UNASSIGNED: In total, 120 patients were enrolled. A total of 114 patients (95.00%) developed with hypofibrinogenaemia. Hypofibrinogenemia mainly occurred 3 days after tigecycline administration. Of them, 79 (65.83%) developed FIBRO with a median occurrence of 3 [2-4] days after initiation of tigecycline. Multivariable regression analysis demonstrated that the FIB level before tigecycline use [odds ratio (OR): 3.225, 95% confidence interval (CI): 1.801-5.772] and total tigecycline dose (OR: 4.930, 95% CI: 1.433-16.959) were risk factors for FIBRO.

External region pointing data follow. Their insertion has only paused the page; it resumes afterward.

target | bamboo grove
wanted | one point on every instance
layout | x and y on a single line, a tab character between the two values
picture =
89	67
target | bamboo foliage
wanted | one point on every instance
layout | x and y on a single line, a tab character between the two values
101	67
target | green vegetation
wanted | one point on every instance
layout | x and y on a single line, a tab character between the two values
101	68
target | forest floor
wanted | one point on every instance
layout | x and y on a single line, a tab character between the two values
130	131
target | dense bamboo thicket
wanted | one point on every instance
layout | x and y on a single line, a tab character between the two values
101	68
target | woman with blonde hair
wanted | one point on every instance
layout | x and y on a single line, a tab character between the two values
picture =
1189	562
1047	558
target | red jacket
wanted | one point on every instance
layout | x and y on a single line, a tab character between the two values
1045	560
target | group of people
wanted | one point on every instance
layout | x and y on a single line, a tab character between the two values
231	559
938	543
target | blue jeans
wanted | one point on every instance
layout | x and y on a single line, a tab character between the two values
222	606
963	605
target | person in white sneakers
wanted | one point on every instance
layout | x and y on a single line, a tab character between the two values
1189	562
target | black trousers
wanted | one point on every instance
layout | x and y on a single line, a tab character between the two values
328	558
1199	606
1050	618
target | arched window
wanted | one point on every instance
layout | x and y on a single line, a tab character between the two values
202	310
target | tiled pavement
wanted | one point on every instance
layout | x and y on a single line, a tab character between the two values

UNASSIGNED: The FIB level before tigecycline use and total tigecycline dose were significantly associated with FIBRO, suggesting that FIB level and coagulation-related indicators should be closely monitored during tigecycline treatment to avoid life-threatening bleeding events.
摘要:
未经证实:低血纤维蛋白原血症是与替加环素抗多药耐药(MDR)细菌相关的严重不良反应,可导致治疗终止。大剂量和延长替加环素治疗,肾功能衰竭,纤维蛋白原基础水平(FIB)是替加环素相关FIB降低的危险因素。但肾移植患者的结果未知。
UNASSIGNED:进行了一项涉及肾移植患者的单中心和病例对照研究。从1月起,2017年1月,2020年,替加环素疗程超过2天且基线FIB水平大于2g/L的患者入组。低纤维蛋白原血症定义为血浆FIB<2.0g/L。基于替加环素给药前FIB水平的基线计算FIB降低的程度。FIBRO被定义为FIB减少超过50%的程度,和FIBRB是指FIB减少低于50%的程度。通过Logistic回归模型进行单变量和多变量分析,以确定替加环素相关FIB降低的独立危险因素。
未经批准:总共,纳入120例患者。共有114例患者(95.00%)出现了低纤维蛋白原血症。低纤维蛋白原血症主要发生在替加环素给药后3天。其中,79(65.83%)在替加环素开始后3[2-4]天出现FIBRO。多因素回归分析显示,替加环素使用前的FIB水平[比值比(OR):3.225,95%置信区间(CI):1.801-5.772]和替加环素总剂量(OR:4.930,95%CI:1.433-16.959)是FIBRO的危险因素。
UNASSIGNED:使用替加环素前的FIB水平和替加环素总剂量与FIBRO显着相关,提示在替加环素治疗期间应密切监测FIB水平和凝血相关指标,以避免危及生命的出血事件.
UNASSIGNED:进行了一项涉及肾移植患者的单中心和病例对照研究。从1月起,2017年1月,2020年,替加环素疗程超过2天且基线FIB水平大于2g/L的患者入组。低纤维蛋白原血症定义为血浆FIB<2.0g/L。基于替加环素给药前FIB水平的基线计算FIB降低的程度。FIBRO被定义为FIB减少超过50%的程度,和FIBRB是指FIB减少低于50%的程度。通过Logistic回归模型进行单变量和多变量分析,以确定替加环素相关FIB降低的独立危险因素。
未经批准:总共,纳入120例患者。共有114例患者(95.00%)出现了低纤维蛋白原血症。低纤维蛋白原血症主要发生在替加环素给药后3天。其中,79(65.83%)在替加环素开始后3[2-4]天出现FIBRO。多因素回归分析显示,替加环素使用前的FIB水平[比值比(OR):3.225,95%置信区间(CI):1.801-5.772]和替加环素总剂量(OR:4.930,95%CI:1.433-16.959)是FIBRO的危险因素。
UNASSIGNED:使用替加环素前的FIB水平和替加环素总剂量与FIBRO显着相关,提示在替加环素治疗期间应密切监测FIB水平和凝血相关指标,以避免危及生命的出血事件.